Finance minister Nirmala Sitharaman on Tuesday asserted that the “pointed attack” on inflation will need to continue, and that she has been monitoring price pressure “item by item”, as elevated inflation ultimately crimps growth.
“As the RBI has estimated, till the start of the second half of the year, both the central bank and the government will have to be mindful. We will have to be mindful and watchful of how the price movement is. I will keep monitoring item by item to rein in prices for anything that goes haywire. This pointed attack on inflation will need to continue,” Sitharaman told a group of reporters here.
The minister’s statement comes on a day when official data showed retail inflation eased for a second straight month to 7.01% in June, having dropped from a 95-month high of 7.79% in April, although the pace of deceleration was marginal from the May level (by just 3 basis points).
The Centre had in May cut fuel taxes and sought to ease supply-side bottlenecks by raising export duties on steel and iron ore to control inflation. The RBI, too, has raised the benchmark lending rate by 90 basis points since May. Analysts said more measures, especially the supply-sides ones, may be in the offing.
“I see monsoon being favourable to agriculture. (Farm) Production will be good and rural demand will remain intact,” Sitharaman said, remaining cautiously optimistic about inflation.
On Saturday, RBI governor Shaktikanta Das exuded confidence that inflation would start easing gradually from the second half of this fiscal, “precluding the chances of a hard landing” or recession.
At this point of time, the supply outlook appears favourable and several high-frequency indicators point to resilience of the recovery in the June quarter, the governor had said.
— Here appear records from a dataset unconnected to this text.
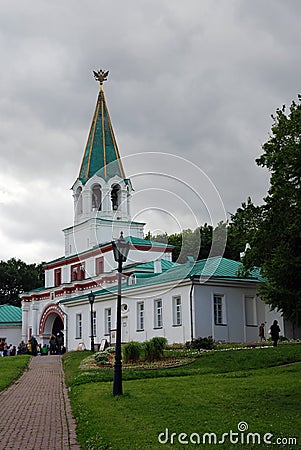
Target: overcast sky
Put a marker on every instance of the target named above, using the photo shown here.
(197, 80)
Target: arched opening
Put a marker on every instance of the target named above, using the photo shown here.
(79, 200)
(96, 197)
(115, 196)
(57, 326)
(51, 323)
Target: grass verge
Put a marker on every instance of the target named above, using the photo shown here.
(260, 387)
(11, 368)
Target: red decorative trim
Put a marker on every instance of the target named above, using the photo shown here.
(50, 309)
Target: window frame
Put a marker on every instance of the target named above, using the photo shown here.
(78, 326)
(177, 319)
(220, 318)
(94, 323)
(140, 316)
(108, 320)
(158, 313)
His statement may lead to expectations of revisions in inflation projections in coming policy updates.
The central bank last month raised its inflation projection for FY23 to 6.7% from 5.7% earlier. It had said inflation could stay above 6% in the first three quarters of this fiscal—7.5% in Q1, 7.4% in Q2 and 6.2% in Q3 and 5.8% in Q4. At 7.3%, however, the retail inflation for the June quarter undershot the central bank’s forecast for Q1.